One O/C, in particular, seemed to believe himself supernaturally awesome. He was just another captain like me who served as the operations officer for his unit on the other side of the world. His regular job, training, and experience mirrored my own, with the exception that he was privy to the god net for the duration of this exercise.

The god net was a system of secure radios that connected all the O/Cs with the exercise evaluators. The radio itself was a small Motorola that affixed to an O/Cs tactical vest with a handheld microphone on a curly cord. Transmissions were effected by placing one’s lips against the microphone and whispering so as to avoid passing any information of value on to bystanders.

Via the god net, the O/Cs always had foreknowledge of pending attacks, logistics shortfalls, and the general mayhem that the OPFOR (Opposing Forces) sadistically visited upon evaluated tactical units. An O/C was never surprised and always stayed a step or two ahead of those in the hot seat.

Being a soldier is all about camaraderie, mutual trust, and fellowship, and then there was this O/C guy… (Photo: U.S. Army)

A wise and compassionate O/C tried to stay out of the way and be helpful whenever possible. By contrast, ours interrupted during an attack to offer helpful quotes from doctrinal manuals and point out the way they did it back where he came from. He also went to the rear areas for a shower and a bed with sheets every night. After three weeks of filth and misery, everybody hated this guy.

Tim was a towering blonde, Nordic-looking fellow from Minnesota. When we were deployed, he would shovel snow for the wives of other guys in my unit to keep the post snow-shoveling Nazis from leaving them nastygrams. Tim was a genuinely great guy. Three weeks in the field without a shower, however, and he smelled ripe unto spoilage.

One reaches a certain stasis after a couple of weeks of chronic filth. There is so much dirt on your body that old dirt has to fall off to make room for new dirt. A soldier can remain in this condition essentially indefinitely. So long as his mates are in a similar state, all are blissfully unaware of their wretched nature. Introduce someone else who is freshly clean, however, and the contrast can be surprisingly stark.

When I think back to my time in the combat arms, I remember
being tired a lot. (Photo: U.S. Army by SPC Tracy McKithern)

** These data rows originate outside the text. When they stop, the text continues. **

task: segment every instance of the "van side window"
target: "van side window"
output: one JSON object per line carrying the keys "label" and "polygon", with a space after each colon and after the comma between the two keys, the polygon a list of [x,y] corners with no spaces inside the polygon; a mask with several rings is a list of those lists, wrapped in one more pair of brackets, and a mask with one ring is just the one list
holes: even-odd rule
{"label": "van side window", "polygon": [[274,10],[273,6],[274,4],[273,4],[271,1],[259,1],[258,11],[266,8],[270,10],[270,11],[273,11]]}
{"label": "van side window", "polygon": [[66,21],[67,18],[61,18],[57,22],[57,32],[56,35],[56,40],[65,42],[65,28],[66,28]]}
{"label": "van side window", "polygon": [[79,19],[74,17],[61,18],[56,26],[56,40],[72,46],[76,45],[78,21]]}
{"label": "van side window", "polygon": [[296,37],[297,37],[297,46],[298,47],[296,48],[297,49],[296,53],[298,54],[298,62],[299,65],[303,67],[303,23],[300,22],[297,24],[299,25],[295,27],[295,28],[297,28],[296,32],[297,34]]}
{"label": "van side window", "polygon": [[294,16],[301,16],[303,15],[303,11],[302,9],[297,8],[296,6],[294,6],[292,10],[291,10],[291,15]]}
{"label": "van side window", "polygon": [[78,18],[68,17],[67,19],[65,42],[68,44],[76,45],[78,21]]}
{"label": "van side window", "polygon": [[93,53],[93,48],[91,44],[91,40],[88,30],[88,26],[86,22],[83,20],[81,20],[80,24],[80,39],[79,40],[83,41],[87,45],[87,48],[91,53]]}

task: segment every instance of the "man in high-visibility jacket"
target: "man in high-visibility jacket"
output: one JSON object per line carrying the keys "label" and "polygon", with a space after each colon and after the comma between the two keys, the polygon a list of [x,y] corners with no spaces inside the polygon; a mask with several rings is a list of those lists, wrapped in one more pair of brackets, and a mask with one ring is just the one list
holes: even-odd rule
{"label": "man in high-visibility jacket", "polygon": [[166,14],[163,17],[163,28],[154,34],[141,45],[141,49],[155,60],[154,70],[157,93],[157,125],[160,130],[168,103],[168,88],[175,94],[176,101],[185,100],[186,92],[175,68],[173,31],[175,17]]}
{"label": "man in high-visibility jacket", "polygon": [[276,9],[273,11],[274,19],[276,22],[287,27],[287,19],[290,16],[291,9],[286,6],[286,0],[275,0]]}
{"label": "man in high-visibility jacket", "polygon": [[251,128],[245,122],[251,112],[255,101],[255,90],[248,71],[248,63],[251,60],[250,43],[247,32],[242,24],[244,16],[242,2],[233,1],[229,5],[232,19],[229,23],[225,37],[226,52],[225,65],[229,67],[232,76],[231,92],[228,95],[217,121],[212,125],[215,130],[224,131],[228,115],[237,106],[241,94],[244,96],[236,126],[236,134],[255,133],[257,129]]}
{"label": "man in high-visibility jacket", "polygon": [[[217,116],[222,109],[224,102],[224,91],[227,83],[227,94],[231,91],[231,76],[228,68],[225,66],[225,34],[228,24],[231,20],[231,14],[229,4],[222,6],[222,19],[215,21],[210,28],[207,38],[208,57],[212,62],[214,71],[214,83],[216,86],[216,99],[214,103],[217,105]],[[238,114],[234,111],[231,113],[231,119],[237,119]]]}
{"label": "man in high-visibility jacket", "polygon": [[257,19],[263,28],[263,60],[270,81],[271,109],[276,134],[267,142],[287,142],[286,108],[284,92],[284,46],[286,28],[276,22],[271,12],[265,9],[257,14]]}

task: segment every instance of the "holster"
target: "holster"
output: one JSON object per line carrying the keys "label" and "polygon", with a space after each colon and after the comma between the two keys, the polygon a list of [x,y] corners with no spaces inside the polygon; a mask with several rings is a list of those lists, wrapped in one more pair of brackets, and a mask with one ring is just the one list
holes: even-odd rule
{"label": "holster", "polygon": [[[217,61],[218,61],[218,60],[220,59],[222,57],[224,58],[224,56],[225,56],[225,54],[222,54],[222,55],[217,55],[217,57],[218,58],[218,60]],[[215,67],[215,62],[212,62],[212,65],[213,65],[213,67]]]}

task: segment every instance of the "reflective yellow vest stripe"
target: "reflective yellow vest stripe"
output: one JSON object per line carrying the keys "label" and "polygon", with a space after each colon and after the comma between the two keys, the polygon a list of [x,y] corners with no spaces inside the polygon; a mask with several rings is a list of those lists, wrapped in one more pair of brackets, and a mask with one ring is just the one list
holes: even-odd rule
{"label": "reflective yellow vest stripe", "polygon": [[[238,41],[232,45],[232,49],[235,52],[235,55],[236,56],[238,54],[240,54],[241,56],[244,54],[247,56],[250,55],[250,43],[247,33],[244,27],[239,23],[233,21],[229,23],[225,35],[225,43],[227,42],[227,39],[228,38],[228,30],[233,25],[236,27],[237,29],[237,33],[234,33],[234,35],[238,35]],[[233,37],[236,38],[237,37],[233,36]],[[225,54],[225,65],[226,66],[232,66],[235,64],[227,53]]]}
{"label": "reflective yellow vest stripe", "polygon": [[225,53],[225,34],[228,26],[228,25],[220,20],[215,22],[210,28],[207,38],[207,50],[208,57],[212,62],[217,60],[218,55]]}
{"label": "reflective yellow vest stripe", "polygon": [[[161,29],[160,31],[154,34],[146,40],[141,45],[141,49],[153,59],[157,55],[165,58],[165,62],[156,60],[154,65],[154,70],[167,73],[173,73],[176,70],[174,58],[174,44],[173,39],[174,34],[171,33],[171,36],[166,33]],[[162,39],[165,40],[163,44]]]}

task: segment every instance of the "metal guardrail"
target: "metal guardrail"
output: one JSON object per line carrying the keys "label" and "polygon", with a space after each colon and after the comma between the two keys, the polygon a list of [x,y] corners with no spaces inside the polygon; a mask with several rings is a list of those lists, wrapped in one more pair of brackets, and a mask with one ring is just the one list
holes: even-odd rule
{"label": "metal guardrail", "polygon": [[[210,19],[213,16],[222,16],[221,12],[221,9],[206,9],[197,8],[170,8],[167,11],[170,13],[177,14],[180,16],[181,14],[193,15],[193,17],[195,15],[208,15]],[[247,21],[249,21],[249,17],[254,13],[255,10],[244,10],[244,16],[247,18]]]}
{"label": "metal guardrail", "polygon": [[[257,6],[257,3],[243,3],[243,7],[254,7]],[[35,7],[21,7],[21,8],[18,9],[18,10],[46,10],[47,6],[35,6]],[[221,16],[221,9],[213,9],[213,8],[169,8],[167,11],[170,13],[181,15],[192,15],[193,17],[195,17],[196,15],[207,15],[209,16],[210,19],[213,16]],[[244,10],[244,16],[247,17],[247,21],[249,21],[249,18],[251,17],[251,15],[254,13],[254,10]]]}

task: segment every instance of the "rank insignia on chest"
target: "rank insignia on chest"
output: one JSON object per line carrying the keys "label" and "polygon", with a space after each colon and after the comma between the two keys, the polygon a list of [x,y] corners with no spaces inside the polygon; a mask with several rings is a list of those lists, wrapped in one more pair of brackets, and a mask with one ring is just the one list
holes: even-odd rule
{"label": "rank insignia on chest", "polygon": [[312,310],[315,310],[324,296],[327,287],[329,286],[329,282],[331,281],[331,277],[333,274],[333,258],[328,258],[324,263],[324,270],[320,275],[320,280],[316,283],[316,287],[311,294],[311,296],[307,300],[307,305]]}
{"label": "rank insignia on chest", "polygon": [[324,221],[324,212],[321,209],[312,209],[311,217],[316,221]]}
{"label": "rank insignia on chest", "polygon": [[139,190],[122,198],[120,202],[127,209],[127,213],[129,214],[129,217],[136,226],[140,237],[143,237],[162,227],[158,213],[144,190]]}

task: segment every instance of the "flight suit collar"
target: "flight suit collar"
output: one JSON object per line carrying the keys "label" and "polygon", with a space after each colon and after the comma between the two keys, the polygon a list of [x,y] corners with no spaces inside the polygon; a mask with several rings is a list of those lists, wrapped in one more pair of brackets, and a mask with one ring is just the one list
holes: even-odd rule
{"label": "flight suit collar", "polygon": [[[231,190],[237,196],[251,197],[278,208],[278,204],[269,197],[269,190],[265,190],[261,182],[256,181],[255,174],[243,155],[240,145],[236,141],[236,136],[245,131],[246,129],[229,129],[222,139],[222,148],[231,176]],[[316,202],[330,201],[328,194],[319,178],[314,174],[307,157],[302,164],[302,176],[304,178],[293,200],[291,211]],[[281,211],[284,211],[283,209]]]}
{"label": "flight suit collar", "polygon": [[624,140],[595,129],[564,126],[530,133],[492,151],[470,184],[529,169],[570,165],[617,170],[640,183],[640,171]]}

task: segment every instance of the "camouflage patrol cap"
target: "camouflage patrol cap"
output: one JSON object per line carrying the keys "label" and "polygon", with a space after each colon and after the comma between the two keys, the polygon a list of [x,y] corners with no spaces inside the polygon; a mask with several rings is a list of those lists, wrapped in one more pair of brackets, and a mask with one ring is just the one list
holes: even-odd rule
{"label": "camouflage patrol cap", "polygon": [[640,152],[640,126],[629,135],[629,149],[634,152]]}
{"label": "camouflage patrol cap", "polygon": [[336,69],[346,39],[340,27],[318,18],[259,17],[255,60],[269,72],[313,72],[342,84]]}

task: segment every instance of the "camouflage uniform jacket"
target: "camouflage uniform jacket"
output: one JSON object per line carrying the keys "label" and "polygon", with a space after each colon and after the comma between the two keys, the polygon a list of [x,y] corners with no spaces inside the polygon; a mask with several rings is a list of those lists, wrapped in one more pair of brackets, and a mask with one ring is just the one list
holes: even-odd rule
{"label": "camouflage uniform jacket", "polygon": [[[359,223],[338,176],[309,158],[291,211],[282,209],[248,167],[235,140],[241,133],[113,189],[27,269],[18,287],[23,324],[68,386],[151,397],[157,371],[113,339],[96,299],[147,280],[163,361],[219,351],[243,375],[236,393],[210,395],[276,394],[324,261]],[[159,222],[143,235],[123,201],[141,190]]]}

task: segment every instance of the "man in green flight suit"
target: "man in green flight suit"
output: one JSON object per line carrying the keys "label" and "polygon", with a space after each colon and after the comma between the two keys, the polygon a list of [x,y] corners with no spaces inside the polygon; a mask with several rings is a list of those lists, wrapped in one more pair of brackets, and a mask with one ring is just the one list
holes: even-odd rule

Our O/C had just made his morning appearance, pink and refreshed after a blissful repose in the palatial opulence of the post bachelor’s officer quarters. Stripping off his tactical vest/radio and arranging it in a folding chair inside our command post, he announced to anyone who cared that he was retiring momentarily to the porta-john. He had apparently missed his opportunity to use the porcelain and running water back at the Q’s.

As soon as he left the tent, we all rolled our collective eyes in disgust and returned to our tasks. Tim, however, strolled over to our O/C’s gear and unzipped his flight suit. Taking the microphone from the O/C’s god radio, Tim thrust it deep into his underwear, rubbing it vigorously around his chronically unwashed filthy crotch before carefully replacing it on the chair.

The laughter had diminished somewhat when the O/C returned from his sabbatical and donned his gear. For the rest of the exercise, every time our weasel of an O/C snickered into his radio about how we were not doing things the way they did back where he came from, all I could think of was how that radio microphone had been so intimate with Tim’s nasty crotch. The message indeed enjoys universal applications. One should ever strive to be nice to people because you can’t always keep an eye on your radio.